# Phorm gets UK government backing



## Jason (Jan 1, 2008)

*Phorm has received it's biggest endorsement yet - a statement from the UK government declaring its controversial ad targeting technology legal.
*
The Department for Business, Enterprise and Regulatory Reform has released a statement to European Union in response to questions from regulators. The statement said that Phorm is able to operate under existing laws.

"Users will be presented with an unavoidable statement about the product and asked to exercise choice about whether to be involved," the statement read. "Users will be able to easily access information on how to change their mind at any point and are free to opt in or out of the scheme," it continued.

By partnering with ISPs (Internet Service Providers) including BT, Phorm can target ads at users signed up to the providers. Phorm has unleashed a PR offensive having seen media scrutiny and consumer concerns grow to the point where anti-Phorm pressure groups have been formed.

View: Brand Republic


----------



## TechGuy (Feb 12, 1999)

I guess this is a UK thing -- what does Phorm do?


----------



## Jason (Jan 1, 2008)

http://en.wikipedia.org/wiki/Phorm. Explains it better than I could. 



> Phorm is working with major US and British ISPs including British Telecom, Virgin Media, and TalkTalk on a targeted advertisement service to monitor browsing habits and serve relevant advertisements to the end user.

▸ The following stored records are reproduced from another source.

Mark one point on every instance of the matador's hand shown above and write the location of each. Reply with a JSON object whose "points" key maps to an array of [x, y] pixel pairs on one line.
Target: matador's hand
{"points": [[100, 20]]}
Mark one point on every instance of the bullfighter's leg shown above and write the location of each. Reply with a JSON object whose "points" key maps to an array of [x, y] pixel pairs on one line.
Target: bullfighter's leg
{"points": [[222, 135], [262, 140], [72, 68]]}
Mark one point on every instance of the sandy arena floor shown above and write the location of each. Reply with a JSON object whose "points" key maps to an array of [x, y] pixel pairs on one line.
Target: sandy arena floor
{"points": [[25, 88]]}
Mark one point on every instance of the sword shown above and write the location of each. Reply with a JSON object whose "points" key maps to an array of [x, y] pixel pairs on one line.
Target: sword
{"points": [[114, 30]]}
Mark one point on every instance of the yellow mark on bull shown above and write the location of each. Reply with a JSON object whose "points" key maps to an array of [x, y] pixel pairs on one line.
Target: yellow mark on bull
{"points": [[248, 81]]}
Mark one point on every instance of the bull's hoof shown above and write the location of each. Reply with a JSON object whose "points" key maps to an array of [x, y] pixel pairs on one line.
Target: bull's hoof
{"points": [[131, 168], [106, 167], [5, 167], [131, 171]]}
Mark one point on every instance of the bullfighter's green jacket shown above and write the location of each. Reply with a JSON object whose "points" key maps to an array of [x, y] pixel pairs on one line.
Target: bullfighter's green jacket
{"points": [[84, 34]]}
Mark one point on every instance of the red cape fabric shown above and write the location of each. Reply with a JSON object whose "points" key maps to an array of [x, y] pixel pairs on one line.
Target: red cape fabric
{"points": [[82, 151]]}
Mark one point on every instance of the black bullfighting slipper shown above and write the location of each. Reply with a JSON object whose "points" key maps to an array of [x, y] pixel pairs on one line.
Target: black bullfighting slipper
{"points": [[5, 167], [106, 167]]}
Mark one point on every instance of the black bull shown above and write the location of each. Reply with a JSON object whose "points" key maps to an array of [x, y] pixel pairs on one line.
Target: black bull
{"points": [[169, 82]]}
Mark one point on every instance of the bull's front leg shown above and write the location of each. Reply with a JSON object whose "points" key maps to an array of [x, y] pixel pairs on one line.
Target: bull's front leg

Phorm say these deals will give them access to the surfing habits of 70% of British households with broadband.
> A diagram showing how the Phorm system creates copies of its tracking cookie in each domain the end-user visits, based on the report published by Richard Clayton.
> A diagram showing how the Phorm system creates copies of its tracking cookie in each domain the end-user visits, based on the report published by Richard Clayton.
> 
> ...


----------